This week: federal spending, student debt and Biden appointments
In depth: A veteran Democratic presidential adviser has said he thinks scientific integrity in government will be an early priority for president-elect Joe Biden when he takes office in January.
Here is the rest of the US news this week…
Lawmakers pressured on spending bills
Research organisations are urging Congress to prevent a government shutdown and provide relief to science agencies and programmes by agreeing on spending bills before an 11 December deadline. A letter to Congressional leaders from 173 research organisations, including learned societies and universities, emphasised the scale of the disruption already suffered in 2020 due to Covid-19. “Research cannot be turned on and off like a faucet”, they said. An earlier letter from 76 organisations requested at least $26 billion as part of a separate emergency package for pandemic-hit research institutions.
Student debt freeze extended
US secretary of education Betsy DeVos has extended the freeze on student loan repayments until January 31. The move follows pressure from higher education groups to extend a freeze implemented in March due to the Covid-19 pandemic. DeVos described it a “temporary pause” but, by the time it expires, Joe Biden will have been sworn in as president. On the campaign trail, Biden said that at least $10,000 of debt per student should be forgiven.
Biden’s CDC pick ‘ready to combat virus with science and facts’

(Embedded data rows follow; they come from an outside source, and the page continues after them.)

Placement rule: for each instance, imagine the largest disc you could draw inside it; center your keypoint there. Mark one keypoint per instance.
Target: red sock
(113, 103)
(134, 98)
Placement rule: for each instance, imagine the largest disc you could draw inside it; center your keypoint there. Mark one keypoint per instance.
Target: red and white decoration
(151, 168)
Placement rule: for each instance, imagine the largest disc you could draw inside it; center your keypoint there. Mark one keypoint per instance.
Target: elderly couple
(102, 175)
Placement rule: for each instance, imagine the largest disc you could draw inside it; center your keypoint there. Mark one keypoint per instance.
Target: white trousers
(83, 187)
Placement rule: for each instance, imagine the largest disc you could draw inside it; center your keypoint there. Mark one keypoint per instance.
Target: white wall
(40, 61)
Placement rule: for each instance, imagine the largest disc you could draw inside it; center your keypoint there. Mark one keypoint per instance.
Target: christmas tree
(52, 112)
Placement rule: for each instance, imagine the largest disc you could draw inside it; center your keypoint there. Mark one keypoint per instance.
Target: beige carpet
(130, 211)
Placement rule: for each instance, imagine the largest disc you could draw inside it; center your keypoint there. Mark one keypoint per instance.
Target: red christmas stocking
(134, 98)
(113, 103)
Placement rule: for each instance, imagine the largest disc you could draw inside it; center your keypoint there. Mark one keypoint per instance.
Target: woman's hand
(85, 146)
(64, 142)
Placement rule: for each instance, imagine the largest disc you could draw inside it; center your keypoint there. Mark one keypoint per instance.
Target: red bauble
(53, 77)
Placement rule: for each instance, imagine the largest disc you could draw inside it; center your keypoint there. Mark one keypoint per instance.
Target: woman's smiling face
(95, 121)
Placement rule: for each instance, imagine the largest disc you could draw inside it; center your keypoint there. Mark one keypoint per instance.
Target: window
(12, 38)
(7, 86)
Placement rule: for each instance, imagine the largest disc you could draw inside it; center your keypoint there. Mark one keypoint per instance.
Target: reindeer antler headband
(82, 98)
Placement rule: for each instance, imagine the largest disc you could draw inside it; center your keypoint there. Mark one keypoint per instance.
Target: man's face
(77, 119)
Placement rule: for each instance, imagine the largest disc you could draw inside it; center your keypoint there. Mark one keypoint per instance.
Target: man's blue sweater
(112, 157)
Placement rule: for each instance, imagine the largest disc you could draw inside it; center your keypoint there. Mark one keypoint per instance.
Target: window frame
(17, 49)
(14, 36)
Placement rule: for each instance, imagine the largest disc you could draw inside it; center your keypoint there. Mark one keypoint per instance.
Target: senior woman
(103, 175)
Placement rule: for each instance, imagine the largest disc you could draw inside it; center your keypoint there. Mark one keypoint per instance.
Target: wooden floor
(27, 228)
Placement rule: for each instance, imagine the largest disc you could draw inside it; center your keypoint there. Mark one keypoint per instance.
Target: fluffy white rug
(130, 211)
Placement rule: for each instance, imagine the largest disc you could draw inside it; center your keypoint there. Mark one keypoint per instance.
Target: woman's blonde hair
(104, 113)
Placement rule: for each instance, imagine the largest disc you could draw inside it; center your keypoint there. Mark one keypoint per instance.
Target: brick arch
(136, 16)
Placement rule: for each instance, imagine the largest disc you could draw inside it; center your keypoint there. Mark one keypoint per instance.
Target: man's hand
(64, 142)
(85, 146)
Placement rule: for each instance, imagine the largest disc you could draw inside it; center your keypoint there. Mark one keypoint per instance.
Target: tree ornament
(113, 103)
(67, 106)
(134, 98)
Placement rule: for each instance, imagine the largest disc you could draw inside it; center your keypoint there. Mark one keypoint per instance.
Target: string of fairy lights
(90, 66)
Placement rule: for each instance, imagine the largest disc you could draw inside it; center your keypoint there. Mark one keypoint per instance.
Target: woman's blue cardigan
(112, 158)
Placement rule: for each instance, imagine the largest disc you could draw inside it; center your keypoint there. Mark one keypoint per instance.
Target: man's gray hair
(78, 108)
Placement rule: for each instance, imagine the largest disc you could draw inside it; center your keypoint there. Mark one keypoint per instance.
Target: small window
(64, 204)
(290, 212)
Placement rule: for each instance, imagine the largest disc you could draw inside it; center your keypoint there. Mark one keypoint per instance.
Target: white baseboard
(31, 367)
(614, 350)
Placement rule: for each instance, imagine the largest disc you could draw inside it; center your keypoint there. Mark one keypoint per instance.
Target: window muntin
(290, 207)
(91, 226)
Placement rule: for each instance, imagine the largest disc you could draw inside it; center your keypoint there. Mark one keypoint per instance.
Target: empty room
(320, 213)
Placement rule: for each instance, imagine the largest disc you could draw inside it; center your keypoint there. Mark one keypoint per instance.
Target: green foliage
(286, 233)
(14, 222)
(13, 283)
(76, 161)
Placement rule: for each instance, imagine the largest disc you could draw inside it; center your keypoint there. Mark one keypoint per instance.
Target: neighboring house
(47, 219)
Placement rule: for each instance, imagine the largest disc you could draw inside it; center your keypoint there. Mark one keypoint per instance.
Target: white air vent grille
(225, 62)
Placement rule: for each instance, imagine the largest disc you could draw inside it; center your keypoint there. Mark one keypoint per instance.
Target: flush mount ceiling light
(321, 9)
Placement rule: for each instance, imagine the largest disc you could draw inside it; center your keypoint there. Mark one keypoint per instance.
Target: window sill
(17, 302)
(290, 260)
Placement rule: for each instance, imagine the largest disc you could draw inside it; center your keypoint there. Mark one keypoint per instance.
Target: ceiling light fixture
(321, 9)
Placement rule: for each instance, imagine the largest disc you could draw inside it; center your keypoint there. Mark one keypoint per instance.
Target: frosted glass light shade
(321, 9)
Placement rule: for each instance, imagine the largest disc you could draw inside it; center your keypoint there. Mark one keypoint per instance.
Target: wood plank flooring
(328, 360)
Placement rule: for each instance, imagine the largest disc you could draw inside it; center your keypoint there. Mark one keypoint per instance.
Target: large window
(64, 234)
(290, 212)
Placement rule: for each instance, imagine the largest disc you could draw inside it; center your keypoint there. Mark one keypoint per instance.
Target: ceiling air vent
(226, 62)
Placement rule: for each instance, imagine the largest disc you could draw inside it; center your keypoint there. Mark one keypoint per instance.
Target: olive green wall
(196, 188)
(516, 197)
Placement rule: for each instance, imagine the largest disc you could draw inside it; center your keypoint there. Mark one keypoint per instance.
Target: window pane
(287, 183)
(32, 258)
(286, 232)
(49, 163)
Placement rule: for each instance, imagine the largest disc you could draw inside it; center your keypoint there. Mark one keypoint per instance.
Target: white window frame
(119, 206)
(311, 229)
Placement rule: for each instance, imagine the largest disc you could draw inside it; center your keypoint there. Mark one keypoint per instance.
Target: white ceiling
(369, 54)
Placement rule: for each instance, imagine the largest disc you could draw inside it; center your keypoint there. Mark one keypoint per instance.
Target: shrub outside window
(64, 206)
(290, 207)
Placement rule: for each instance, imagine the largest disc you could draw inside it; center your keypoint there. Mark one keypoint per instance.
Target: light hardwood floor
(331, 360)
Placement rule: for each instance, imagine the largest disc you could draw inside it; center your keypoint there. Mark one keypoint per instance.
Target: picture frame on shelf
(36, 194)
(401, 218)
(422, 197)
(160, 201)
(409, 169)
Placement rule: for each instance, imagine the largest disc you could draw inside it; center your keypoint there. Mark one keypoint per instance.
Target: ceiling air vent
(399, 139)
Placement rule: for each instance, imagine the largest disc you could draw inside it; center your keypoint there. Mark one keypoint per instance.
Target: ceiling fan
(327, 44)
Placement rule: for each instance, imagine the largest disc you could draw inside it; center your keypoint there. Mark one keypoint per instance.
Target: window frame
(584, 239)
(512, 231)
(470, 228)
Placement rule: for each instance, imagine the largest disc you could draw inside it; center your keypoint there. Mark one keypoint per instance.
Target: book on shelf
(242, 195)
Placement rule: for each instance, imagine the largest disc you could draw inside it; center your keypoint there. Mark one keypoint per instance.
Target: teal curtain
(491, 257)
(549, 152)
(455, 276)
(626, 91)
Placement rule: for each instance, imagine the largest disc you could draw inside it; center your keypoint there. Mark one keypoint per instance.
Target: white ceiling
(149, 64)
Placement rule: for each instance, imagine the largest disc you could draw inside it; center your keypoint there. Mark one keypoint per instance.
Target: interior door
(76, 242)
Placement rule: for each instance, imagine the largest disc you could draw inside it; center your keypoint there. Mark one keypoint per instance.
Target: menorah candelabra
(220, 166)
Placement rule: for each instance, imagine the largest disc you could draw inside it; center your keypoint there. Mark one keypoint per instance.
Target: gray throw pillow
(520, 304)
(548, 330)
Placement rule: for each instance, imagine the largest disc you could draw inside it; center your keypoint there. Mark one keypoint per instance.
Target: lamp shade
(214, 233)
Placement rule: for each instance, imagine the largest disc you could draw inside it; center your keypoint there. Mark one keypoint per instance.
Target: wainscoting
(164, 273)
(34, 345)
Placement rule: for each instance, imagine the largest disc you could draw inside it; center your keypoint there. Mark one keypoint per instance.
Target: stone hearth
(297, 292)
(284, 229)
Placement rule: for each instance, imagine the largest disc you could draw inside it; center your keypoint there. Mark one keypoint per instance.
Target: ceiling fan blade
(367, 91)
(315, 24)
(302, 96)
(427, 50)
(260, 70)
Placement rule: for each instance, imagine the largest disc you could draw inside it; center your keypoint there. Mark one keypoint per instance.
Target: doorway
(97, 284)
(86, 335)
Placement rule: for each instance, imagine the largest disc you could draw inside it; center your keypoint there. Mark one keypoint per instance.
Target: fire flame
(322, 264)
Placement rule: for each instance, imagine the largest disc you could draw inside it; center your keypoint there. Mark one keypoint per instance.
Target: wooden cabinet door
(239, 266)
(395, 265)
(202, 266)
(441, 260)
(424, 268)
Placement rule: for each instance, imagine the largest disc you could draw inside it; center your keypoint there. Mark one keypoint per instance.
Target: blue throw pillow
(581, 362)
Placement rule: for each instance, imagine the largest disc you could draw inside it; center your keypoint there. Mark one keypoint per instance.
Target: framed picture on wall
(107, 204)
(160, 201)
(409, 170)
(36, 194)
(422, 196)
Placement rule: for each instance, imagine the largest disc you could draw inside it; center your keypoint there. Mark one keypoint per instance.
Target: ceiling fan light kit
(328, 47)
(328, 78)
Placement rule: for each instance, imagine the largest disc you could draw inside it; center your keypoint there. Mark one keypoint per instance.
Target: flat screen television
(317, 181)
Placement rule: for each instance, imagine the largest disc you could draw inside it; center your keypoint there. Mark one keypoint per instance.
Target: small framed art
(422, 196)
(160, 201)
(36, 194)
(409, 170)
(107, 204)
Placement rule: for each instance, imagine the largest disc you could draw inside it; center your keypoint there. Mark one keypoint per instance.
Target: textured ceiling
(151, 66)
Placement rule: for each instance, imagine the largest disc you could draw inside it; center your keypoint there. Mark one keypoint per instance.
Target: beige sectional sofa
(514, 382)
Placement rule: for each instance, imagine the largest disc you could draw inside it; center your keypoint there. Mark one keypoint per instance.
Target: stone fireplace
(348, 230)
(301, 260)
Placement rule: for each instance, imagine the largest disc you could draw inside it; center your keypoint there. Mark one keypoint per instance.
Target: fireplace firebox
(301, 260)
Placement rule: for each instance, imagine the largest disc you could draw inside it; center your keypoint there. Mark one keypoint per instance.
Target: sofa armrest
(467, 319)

Joe Biden has nominated HIV specialist Rochelle Walensky to lead the Centers for Disease Control and Prevention, the United States’ main public health agency. Walensky currently leads Harvard Medical School’s infectious diseases faculty. She said she was “honoured” and “ready to combat [Covid-19] with science and facts”. Biden also nominated California’s attorney general, Xavier Becerra, to lead the department of health, and Vivek Murthy to return as surgeon-general, a post he held under president Barack Obama.
Executive order sets rules for federal AI
Donald Trump’s White House has issued nine principles that federal agencies and departments should follow when using artificial intelligence technologies. It said federally operated AI systems should make decisions that are accurate, effective and understandable. The guidelines are similar to those the defence department and intelligence agencies chose for themselves earlier this year, and leave operators considerable discretion to manage and apply automated systems “as appropriate”.
Nasa names private moon mining pioneers
Nasa has chosen four companies to provide it with rocks mined from the lunar surface. Each company will be paid a fee of between $1 and $15,000, after proving with photographs that it has successfully gathered moon rocks. Nasa said it chose the cheapest companies that submitted technically acceptable proposals. The rocks will become the property of Nasa under its Artemis programme of manned moon missions, and the miners will be required to act in accordance with international treaties.